During the time we spent observing the operations of the courts, we saw these factors result in cases being adjourned.

It is also possible that one or other court participants may not want a case to proceed quickly. A criminal defendant might want to delay their sentencing for as long as possible (or for a specific time). For example, when a drink driver is sentenced they immediately lose their driver's licence. If they can delay sentencing, they delay the loss of their licence.

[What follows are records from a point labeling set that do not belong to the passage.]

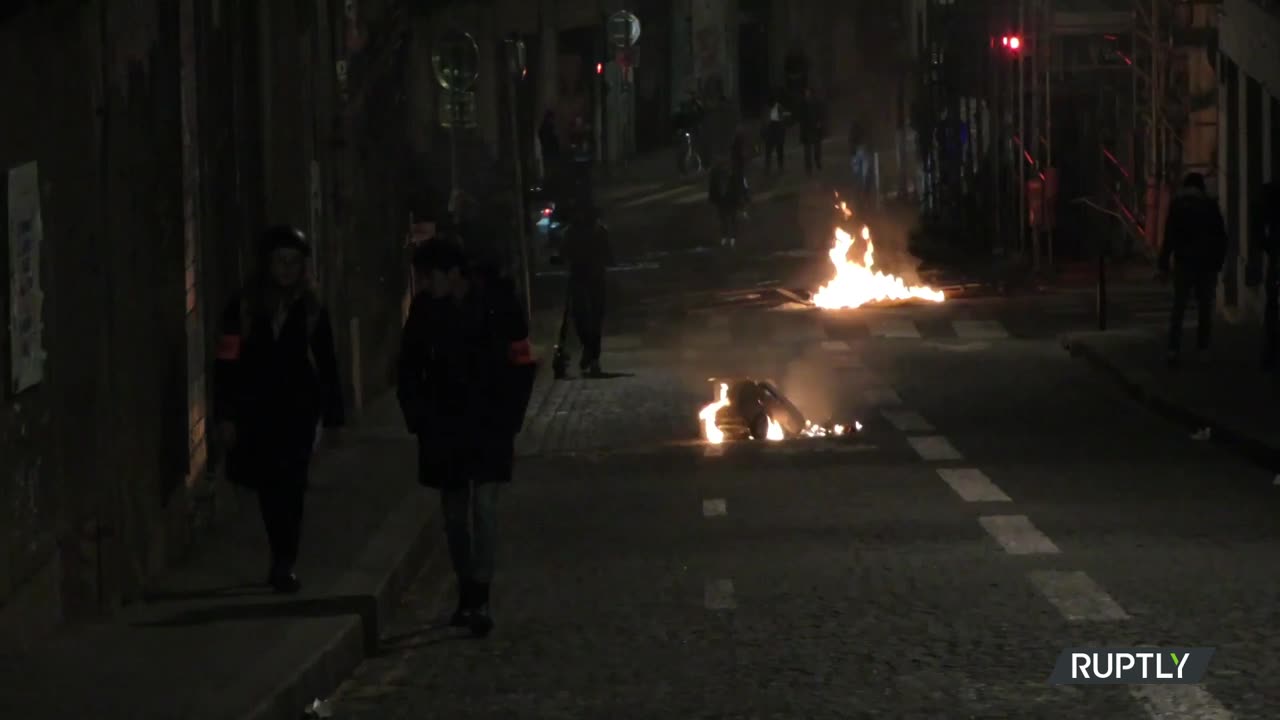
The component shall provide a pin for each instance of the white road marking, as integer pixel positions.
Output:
(894, 327)
(979, 329)
(972, 484)
(881, 396)
(1077, 596)
(935, 449)
(1175, 702)
(908, 420)
(1018, 536)
(718, 595)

* As well as the parties to the proceedings (such as defendants/the accused, and, for civil cases, plaintiffs), many other entities or individuals are involved with each case coming before the court. We refer to these entities and individuals as "court participants". These participants include witnesses, the judiciary, lawyers, the Police, Crown prosecutors, the Legal Services Agency, the Department of Corrections, and court staff. Not all types of court participant are actively involved in each case.

1.21
We interviewed staff at the Ministry's national office and court staff in the Auckland, Christchurch, and Wellington regions. This enabled us to hear staff experiences and understand their roles. We spoke separately with representatives from the judiciary, the Police Prosecution Service, the Police, Department of Corrections, Legal Services Agency, the Law Commission, Crown Law Office, and the Auckland branch of the New Zealand Law Society. These interviews enabled us to look at the consistency of what the Ministry told us, what we saw, and what court participants told us.

1.22
We then acquired information on, and observed, systems and processes the Ministry uses to support the courts in managing workload pressures.

1.23
In assessing how well the Ministry was planning to manage future court workloads (see Part 3), we first sought to understand current and expected court workloads. We did this by reviewing statistical information on court workloads and performance, and by talking to court participants. We then examined the Ministry's plans for supporting court workload planning, before discussing these plans with other members of the justice sector (to test their awareness of the plans and to hear their views about the plans).

1.24
To test how the Ministry interacts with the justice sector, we reviewed minutes from meetings held by the Ministry with court participants and other members of the sector. We then spoke with people from groups involved with the justice sector and courts to hear what they had to say about their working relationship with the Ministry.

1.25
For our findings about how well the Ministry communicates the level of court workloads, we assessed the consistency of information that is reported in internal and external documents. We also considered how the reported information aligned with the information we reviewed during the course of our audit.

1.26
We checked whether the information aligned with our expectations, set out at the start of Parts 2 and 3. Our analysis of whether the Ministry met our audit expectations is the basis for our judgement on how effectively and efficiently the Ministry is supporting the management of court workloads.

What we did not audit

1.27
We did not review the performance of the judiciary or any other participant in the justice sector other than the Ministry. We did not assess courts or tribunals other than the civil and criminal jurisdictions in the High Court and District Courts. We did not audit activities carried out by Ministry staff acting on the directions of the judiciary.


2: Ministry of Justice (2008) Briefing to Incoming Minister: Vote Courts, page 10.

3: Ministry of Justice (2008) Briefing to Incoming Minister: Vote Courts, page 11.

4: The judiciary, executive, and legislature are the three branches of government. The constitutional doctrine of separation of powers requires independence between the three branches as a check on government power.

5: Ministry of Justice (2004) Report of the Ministry of Justice Baseline Review, page 12.

6: Courts "dispose" of cases in a variety of ways. For example, by reaching a verdict or when a charge is withdrawn.

7: The number of cases coming before Associate judges showed a significant increase as well. This is discussed in more detail in the Appendix because the overall numbers involved were lower than those of the criminal summary jurisdiction.